British finance minister Rishi Sunak has toughened his language towards Bank of England Governor Andrew Bailey, a reflection of the political pressure piling on them both as inflation surges towards double digits.
On Thursday the BoE stuck to its gradual increases in interest rates, as other central banks took more urgent action, but said it was ready to act “forcefully” if needed to stamp out dangers posed by inflation.
The BoE also published an exchange of letters between the governor and finance minister in which Bailey is required to explain why inflation – now at 9% and set to surpass 11% in October, according to the BoE – is overshooting the central bank’s 2% target.
Usually, these letters are unremarkable, but this week Sunak adopted a noticeably harder tone in his response to Bailey.
“I know and expect that you and the other members of the MPC will take the action necessary to get inflation back on target and ensure inflation expectations remain firmly anchored,” Sunak said in his letter to Bailey.
On May 26, as he announced further cost-of-living support for households, Sunak said: “I know the governor and his team will take decisive action” – rather than “know and expect”.
Sunak’s new choice of words also contrasts with the passive tone in a similar exchange of letters in March, when Sunak said: “I welcome the Committee’s intention … to take whatever action is necessary.”
Some members of Prime Minister Boris Johnson’s Conservative Party have openly criticised the BoE for acting too slowly over the mounting cost-of-living crisis. Public satisfaction with the central bank has hit a record low.
Andrew Goodwin, chief UK economist at consultancy Oxford Economics, said he doubted that the BoE faced serious, immediate dissatisfaction from the government over its performance on inflation, which is testing central banks around the world.

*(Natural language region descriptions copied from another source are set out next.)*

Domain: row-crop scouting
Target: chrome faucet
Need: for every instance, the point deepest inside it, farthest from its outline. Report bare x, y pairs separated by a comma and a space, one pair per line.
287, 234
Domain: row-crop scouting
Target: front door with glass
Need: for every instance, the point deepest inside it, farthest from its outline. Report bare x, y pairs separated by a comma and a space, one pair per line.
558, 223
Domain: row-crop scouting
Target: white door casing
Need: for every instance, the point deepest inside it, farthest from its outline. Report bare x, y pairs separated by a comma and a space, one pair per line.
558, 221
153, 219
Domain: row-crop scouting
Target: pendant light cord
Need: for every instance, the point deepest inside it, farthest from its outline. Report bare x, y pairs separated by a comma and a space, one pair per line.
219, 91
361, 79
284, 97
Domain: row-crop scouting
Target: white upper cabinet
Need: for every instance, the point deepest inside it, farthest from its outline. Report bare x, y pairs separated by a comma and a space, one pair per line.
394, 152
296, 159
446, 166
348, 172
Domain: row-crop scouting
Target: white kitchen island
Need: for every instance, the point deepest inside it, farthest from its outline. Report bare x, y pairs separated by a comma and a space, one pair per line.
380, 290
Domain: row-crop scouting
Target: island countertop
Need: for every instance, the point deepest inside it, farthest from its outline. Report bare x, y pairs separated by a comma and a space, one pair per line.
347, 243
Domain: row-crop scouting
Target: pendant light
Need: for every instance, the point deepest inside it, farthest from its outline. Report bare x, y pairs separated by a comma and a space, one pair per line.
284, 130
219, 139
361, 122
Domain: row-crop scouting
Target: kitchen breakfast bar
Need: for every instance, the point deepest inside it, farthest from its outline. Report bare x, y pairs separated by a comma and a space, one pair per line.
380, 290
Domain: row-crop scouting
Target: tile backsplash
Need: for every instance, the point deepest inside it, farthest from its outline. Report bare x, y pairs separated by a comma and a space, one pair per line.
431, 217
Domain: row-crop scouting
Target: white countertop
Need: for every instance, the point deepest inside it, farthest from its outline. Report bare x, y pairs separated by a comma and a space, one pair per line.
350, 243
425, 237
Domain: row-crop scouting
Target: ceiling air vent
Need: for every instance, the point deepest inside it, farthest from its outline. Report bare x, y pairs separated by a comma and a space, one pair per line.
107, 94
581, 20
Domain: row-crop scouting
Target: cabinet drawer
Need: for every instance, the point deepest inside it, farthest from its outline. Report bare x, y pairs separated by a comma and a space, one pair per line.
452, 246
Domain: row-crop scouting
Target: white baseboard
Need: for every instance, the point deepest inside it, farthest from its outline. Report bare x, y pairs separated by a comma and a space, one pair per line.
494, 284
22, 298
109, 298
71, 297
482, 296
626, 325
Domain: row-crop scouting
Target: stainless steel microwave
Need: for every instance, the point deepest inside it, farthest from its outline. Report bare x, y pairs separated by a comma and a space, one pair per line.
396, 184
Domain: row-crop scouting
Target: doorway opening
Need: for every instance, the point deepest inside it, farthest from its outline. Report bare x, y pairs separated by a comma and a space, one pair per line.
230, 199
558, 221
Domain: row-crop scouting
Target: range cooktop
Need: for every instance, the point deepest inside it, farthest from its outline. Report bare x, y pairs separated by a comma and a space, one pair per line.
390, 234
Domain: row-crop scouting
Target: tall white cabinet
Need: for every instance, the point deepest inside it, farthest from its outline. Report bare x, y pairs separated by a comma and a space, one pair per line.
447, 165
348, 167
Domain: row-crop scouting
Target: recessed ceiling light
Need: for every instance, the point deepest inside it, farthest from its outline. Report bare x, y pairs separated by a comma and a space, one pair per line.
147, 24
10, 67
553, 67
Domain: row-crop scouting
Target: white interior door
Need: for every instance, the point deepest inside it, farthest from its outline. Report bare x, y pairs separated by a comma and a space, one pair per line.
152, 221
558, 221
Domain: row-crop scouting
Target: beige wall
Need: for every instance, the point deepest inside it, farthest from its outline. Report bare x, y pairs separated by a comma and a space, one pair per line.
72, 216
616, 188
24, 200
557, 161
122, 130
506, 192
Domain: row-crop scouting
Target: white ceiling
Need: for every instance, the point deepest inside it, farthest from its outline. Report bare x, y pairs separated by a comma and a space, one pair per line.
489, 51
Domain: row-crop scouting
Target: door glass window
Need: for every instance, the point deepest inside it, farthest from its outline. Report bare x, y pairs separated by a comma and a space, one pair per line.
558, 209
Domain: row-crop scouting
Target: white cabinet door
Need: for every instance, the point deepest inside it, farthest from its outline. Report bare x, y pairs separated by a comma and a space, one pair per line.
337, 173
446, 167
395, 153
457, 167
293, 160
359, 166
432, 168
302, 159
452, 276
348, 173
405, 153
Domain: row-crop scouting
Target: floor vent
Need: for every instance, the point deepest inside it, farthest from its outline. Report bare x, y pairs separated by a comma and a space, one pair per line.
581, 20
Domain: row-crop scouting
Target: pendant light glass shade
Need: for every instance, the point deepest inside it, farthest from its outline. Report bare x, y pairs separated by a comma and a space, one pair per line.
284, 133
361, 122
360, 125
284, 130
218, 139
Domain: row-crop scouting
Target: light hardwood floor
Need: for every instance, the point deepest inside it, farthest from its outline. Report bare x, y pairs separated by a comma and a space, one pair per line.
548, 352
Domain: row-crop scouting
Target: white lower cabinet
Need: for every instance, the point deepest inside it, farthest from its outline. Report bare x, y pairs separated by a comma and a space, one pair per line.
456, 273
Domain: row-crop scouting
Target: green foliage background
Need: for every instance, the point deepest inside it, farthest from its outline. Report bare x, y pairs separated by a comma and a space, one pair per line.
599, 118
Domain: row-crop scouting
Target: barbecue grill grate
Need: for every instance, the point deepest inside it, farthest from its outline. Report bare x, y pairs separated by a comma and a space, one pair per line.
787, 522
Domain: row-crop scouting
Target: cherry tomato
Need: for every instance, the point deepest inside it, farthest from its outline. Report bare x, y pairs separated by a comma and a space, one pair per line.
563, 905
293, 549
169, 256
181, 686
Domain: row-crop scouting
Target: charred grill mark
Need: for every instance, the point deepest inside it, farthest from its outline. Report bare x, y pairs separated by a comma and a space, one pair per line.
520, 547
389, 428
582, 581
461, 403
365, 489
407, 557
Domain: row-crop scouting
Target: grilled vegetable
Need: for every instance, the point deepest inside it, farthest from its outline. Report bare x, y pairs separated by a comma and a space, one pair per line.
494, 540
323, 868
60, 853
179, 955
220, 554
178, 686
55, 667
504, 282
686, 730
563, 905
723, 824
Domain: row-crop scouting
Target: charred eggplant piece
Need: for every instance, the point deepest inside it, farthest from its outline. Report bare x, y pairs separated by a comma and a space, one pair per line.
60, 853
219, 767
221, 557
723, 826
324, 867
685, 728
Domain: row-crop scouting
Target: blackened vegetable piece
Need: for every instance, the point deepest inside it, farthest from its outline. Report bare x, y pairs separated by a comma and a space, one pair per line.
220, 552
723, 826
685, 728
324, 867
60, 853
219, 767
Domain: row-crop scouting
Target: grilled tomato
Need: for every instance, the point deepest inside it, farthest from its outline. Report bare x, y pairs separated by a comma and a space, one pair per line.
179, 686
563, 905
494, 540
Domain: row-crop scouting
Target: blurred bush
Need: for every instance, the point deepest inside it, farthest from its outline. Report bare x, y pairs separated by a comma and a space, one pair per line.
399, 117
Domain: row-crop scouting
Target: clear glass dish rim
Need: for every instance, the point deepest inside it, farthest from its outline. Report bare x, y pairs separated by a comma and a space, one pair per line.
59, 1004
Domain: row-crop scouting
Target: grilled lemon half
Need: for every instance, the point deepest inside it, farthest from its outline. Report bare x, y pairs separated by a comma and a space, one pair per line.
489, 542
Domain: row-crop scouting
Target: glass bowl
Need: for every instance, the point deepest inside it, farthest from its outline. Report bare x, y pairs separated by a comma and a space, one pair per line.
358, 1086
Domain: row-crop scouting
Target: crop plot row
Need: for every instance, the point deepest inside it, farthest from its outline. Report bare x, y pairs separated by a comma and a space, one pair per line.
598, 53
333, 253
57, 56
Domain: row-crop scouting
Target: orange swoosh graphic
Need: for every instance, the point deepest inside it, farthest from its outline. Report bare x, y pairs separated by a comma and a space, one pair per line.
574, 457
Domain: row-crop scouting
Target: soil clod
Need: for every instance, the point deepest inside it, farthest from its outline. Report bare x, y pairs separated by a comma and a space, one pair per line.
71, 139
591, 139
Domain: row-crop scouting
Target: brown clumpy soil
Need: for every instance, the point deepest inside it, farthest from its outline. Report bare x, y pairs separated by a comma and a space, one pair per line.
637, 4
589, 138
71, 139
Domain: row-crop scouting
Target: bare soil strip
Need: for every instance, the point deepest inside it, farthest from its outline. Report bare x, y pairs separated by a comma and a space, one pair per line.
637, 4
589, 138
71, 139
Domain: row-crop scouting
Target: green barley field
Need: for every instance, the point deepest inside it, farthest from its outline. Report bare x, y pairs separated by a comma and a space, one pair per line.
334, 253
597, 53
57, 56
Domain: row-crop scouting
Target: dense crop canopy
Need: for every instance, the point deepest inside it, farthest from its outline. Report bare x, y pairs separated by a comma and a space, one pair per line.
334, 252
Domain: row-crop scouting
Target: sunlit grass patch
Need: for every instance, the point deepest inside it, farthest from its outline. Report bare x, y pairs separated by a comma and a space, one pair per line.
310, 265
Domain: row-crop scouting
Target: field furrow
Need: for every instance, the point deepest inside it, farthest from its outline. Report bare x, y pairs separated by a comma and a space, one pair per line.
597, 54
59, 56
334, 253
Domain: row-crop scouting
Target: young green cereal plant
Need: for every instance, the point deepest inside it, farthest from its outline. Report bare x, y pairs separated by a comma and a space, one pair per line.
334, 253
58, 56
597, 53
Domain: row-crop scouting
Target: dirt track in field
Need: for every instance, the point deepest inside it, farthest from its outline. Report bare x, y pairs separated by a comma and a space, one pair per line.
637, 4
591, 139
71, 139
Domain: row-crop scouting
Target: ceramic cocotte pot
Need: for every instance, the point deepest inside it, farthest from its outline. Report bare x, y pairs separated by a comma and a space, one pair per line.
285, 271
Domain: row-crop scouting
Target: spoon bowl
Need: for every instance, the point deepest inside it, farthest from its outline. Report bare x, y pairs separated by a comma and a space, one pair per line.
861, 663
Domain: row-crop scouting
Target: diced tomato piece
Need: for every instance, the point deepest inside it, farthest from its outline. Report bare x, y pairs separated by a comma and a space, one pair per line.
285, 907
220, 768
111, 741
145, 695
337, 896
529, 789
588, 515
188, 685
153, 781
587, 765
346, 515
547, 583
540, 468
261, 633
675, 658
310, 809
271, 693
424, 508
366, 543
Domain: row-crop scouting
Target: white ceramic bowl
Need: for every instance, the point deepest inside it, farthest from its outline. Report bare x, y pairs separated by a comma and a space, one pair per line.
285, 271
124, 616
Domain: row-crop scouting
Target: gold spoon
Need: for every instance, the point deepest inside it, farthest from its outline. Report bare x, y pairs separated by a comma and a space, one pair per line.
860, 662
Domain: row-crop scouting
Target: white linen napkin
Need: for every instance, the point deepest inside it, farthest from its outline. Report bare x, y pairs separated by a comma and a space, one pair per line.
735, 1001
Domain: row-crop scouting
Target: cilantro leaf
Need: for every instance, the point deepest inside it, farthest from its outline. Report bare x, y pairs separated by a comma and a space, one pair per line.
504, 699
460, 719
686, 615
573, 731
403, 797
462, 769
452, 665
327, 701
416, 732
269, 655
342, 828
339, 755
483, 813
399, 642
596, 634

But it could help Sunak fend off critics who say he has failed to help households sufficiently despite pledging 37 billion pounds ($45.4 billion) of government support since the start of last year, excluding the impact of tax rises for many people.
“It gives him cover to effectively say, ‘well I would do more, but (the BoE) can’t get inflation under control so this is tying my hands’ – which is I don’t think is true,” Goodwin said.
“But it’s a good narrative to have if you’re clear that you don’t want to expand fiscal policy any more.”
Elsewhere in his latest letter, Sunak adopted more urgent language than in previous missives. He told Bailey that he recognised the impact of high inflation on households, “which is why, as you outline, it is imperative to bring inflation back down to target it and keep it anchored there”.
“In conclusion, we have the tools and determination we need to reduce inflation and I am confident the Bank will play their part in making that happen,” Sunak said.
Judging from its June policy minutes, the BoE itself showed little outward sign of political pressure, HSBC noted.
“The BoE still seems determined to paddle its own canoe, worrying more about the growth and unemployment risks – and their implications for inflation – than the risk of second-round effects and high inflation becoming embedded,” said HSBC economists Elizabeth Martins and Simon Wells.
“Nor does it seem particularly concerned by being in the spotlight politically.”